Wednesday, 22 November 2023

Interview with Patricia Karvelas

Subjects: Cyber Strategy to 2023, Ransomware payments, High Court ruling on immigration detention.

PATRICIA KARVELAS: The Federal Government will invest more than half a billion dollars towards six national cyber shields as part of its cyber strategy to 2030. In the last financial year almost 94,000 reports of cybercrime were made to law enforcement agencies by people and businesses, and the cost of those cyber-attacks are getting more expensive.

The Minister for Cyber Security says the plan will make Australia a world leader in cyber security, and the Minister, Clare O'Neil, joins us this morning. Minister, welcome back to Breakfast.

CLARE O'NEIL: Good morning, PK. Thanks for having me on the show.

PATRICIA KARVELAS: The strategy talks about cyber shield and Horizons. For everyone listening, what will the strategy practically do, what are the actual changes that will be implemented to stop these cybercrimes?

CLARE O'NEIL: Yep. Thanks, PK, and great to have the opportunity to get into a bit of the detail. Just high level, this is going to be a game‑changing strategy for cyber security in Australia, which is without question our fastest growing national security challenge, and I think for all of your listeners who have experienced the last 18 months of life in our country, there would be uniform agreement that we just cannot continue as we are.

We've got data flying around the country, we've got cyber-attacks on major pieces of infrastructure, and we've got citizen businesses who keep saying to me that they feel really alone in this challenge and unnecessarily vulnerable.

So the cyber strategy that the Government is releasing today is not just a big vision document about what the world might look like in 2030, it is a very specific set of tangible things the Government will do to change the game for our country.

PATRICIA KARVELAS: The Government will create a cyber health check program under the strategy. When will that be formed and what sort of support will it provide?

CLARE O'NEIL: So this is really a really important part of the measures that we're providing for small business, PK, and we worked a lot with small business in the development of the strategy.

We spend a lot of time in politics talking about these huge cyber incidents that bring huge companies to their knees. Think about how this feels for a small business owner who really, realistically has no capability to do much about cyber security within their own firm.

So we have a really specific set of measures for small business, including things like a cyber health check, which will be available for small businesses to go online and actually get practical advice for their business about things they can do to help themselves.
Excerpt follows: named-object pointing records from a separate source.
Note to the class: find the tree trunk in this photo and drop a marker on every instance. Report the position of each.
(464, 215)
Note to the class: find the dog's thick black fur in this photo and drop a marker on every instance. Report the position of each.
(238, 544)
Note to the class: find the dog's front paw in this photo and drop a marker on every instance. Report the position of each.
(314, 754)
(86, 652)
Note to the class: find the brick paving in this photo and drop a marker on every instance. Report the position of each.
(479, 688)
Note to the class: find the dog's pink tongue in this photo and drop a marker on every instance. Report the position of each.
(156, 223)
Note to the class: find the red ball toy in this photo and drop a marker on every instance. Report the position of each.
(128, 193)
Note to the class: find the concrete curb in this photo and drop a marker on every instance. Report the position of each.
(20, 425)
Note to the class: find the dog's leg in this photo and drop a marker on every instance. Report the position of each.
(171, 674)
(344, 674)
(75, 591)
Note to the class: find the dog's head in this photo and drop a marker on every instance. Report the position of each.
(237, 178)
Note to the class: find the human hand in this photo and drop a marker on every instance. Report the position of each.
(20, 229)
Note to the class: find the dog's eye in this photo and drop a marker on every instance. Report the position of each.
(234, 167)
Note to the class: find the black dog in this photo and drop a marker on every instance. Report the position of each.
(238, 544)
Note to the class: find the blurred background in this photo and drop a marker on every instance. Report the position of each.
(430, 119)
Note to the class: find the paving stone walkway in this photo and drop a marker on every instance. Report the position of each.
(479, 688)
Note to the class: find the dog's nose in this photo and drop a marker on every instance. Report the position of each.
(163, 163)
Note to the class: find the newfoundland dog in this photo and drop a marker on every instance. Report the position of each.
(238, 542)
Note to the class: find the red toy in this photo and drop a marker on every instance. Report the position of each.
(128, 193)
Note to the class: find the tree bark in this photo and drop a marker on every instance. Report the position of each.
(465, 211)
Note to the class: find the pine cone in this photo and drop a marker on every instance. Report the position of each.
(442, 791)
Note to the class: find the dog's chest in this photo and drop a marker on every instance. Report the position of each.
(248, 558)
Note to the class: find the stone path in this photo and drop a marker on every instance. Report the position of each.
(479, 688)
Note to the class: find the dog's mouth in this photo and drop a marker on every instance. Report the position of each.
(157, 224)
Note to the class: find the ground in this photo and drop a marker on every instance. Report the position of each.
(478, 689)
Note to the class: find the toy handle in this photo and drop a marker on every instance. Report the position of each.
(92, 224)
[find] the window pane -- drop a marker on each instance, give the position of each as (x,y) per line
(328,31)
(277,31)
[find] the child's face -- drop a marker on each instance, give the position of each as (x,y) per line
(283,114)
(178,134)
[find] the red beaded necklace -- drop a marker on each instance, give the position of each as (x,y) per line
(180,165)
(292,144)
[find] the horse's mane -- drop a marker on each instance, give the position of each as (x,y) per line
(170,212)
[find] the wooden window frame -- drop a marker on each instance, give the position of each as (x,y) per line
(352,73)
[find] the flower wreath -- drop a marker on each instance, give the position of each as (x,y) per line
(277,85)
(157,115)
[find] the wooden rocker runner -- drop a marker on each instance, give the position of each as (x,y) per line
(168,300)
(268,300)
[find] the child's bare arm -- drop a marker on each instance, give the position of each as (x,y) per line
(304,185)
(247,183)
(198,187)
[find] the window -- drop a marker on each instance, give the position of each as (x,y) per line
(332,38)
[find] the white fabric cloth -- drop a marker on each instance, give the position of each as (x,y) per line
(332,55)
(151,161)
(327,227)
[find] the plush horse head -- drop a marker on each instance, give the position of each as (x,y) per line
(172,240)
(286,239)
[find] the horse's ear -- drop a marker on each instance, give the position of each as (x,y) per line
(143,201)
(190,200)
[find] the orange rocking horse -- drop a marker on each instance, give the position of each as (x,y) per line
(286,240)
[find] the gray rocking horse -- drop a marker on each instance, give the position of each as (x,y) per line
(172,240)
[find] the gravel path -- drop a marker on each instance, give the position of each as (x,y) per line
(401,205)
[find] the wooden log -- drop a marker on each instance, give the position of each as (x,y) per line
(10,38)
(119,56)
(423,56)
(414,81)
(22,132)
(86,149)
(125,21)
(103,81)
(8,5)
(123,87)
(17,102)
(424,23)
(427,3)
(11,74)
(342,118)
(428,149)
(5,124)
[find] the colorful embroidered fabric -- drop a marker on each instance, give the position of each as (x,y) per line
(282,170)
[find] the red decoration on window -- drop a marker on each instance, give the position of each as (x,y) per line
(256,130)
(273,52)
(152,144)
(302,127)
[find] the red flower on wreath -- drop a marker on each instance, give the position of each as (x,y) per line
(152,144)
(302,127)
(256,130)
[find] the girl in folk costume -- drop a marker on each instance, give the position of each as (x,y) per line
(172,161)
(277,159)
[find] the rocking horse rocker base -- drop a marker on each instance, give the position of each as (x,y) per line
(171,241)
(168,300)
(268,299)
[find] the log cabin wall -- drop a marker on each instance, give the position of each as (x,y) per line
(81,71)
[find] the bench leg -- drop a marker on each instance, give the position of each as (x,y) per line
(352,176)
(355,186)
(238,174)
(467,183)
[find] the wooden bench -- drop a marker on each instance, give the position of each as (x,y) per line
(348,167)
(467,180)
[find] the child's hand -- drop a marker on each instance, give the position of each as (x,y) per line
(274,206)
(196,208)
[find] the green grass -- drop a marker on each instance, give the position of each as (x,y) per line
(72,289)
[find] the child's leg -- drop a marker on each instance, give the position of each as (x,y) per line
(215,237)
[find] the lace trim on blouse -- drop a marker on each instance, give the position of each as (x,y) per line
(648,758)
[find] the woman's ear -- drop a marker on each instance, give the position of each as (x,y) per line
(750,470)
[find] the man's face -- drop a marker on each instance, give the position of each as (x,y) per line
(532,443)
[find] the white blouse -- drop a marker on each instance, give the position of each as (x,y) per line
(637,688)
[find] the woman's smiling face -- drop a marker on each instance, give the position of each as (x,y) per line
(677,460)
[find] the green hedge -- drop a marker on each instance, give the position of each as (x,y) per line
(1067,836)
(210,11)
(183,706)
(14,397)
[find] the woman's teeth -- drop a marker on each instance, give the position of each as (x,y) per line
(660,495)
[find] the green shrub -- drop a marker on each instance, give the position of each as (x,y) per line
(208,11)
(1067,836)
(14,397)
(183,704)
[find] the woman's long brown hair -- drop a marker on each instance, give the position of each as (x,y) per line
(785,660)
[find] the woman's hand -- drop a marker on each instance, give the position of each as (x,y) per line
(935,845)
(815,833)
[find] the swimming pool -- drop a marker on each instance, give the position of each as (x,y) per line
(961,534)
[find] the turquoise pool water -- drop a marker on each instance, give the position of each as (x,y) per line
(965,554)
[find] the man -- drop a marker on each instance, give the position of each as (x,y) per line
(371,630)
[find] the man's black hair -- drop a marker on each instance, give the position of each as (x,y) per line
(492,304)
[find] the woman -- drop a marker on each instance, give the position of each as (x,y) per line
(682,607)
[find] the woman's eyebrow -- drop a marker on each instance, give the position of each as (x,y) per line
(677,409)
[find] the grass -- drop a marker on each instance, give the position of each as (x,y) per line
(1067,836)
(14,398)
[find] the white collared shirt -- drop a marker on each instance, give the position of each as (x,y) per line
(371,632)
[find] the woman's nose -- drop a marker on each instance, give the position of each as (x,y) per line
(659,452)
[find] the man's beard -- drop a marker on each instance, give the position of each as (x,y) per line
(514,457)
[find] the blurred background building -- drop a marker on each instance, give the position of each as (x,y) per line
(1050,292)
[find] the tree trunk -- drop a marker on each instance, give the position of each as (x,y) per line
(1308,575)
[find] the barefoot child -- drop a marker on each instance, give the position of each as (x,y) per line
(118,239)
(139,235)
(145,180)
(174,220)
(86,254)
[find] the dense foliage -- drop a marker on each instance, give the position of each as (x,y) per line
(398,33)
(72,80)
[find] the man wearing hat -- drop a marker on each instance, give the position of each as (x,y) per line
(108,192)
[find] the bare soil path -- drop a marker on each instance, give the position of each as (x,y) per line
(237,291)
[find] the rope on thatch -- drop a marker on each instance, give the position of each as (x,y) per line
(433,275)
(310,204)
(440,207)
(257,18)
We've also got, for the first time, a commitment to provide support to small business when they're under cyber-attack. So you would observe the Australian Government, if we have an attack on Optus, an attack on Medibank, huge resources flock to that company to support them while they recover, yet up till now small business have had actually genuinely nothing from government.

Now we recognise that can't continue for small business. A cyber event can be fatal to a small business; a big deal for a big company, but fatal to small business, and that's why we've focused so much of our efforts on this really important community of Australians.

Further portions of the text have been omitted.